Patrol Officer Brendan Emberg said he was bitten by Nomad when entering Mccusker’s home for a wellness check on July 8, 2021.
“I made entry. As I went in with the fire department [and] EMS, the dog came down the stairs and immediately bit [my elbow],” testified Emberg during a public hearing on Monday, April 3. “I had to draw my taser, deploy my taser … I had to use several deployments … to repel the dog from attacking me again.”
Emberg later used pepper spray to further subdue the dog, he said.
“There was not a soul in my house,” said Mccusker. “[Emberg] walked into my house … into [the dog’s] own domain, the dog has every right to bite.”
During the hearing Mccusker presented a video of Nomad “walking by seven animals … inside Petco, walking freely — not a growl, not a bark.”
During the other two incidents on Oct. 18, 2021 and Feb. 11, 2023 Mccusker allegedly threatened to unleash his dog on officers while they were on his property.

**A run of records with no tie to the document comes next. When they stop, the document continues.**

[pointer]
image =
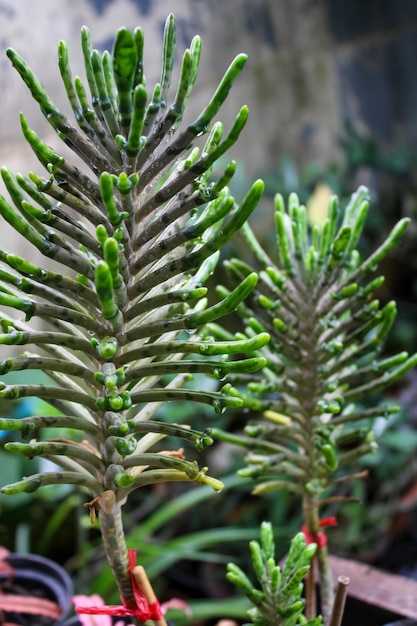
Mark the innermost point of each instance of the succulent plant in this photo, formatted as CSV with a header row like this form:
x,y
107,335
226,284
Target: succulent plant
x,y
318,391
116,317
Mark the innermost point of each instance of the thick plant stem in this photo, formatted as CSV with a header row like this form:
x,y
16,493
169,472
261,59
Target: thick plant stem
x,y
312,522
112,533
326,583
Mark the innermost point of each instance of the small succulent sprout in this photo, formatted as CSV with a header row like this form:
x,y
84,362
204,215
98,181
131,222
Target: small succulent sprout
x,y
277,599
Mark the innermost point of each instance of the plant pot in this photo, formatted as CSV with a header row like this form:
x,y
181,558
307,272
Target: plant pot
x,y
34,590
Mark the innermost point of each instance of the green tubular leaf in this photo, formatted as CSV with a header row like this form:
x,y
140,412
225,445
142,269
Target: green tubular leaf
x,y
65,70
257,559
218,369
22,363
125,64
111,89
104,287
109,200
43,152
52,279
199,439
27,306
54,117
30,426
82,146
200,125
168,57
187,295
236,575
87,49
228,305
134,141
104,101
267,540
195,259
219,401
42,448
34,482
12,392
206,348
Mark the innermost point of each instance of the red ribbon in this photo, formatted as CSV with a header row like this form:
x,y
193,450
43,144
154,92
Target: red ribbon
x,y
140,608
320,538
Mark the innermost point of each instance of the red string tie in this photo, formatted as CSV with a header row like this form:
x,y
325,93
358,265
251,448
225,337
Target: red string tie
x,y
140,608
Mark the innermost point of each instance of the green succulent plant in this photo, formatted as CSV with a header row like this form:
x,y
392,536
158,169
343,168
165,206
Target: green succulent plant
x,y
317,392
279,601
130,239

According to Mccusker, when police have a warrant to enter his house, he puts Nomad away.
“If you don’t have a warrant I will not comply,” he said. “It’s not the dog’s fault.”
“Based on all these circumstances, [Mccusker] has used the dog as a weapon,” said Small in a closing statement. “It’s a felonious assault on police officers, it’s unacceptable and I feel we need to address it.”
For the Select Board, determining that Nomad should be designated a “dangerous” dog was not an easy decision.
“I find this difficult,” said Select Board Chair Woody Hartley. “As so many dog hearings are, it’s not really the dog” that is the root of the issue.
An initial motion by Select Board member Brad Morse to deem Nomad “dangerous” was not supported by the rest of the board.
“The dog hasn’t attacked anybody outside of the home,” said Select Board member Paul Ciaburri.
“I want to support our department,” said Hartley. “But I want to be fair to the animal.”
Ultimately, the Select Board voted that Nomad be designated a “dangerous” dog, pending a six-month review for good behavior. In the meantime, Nomad is to be “humanely restrained” to Mccusker’s property.
“I’m happy that they found the dog dangerous based on the use by the owner,” said Small. “Maybe he’ll learn something, six months isn’t a long time but I think it’ll give us some time to evaluate and … see how things have gone.”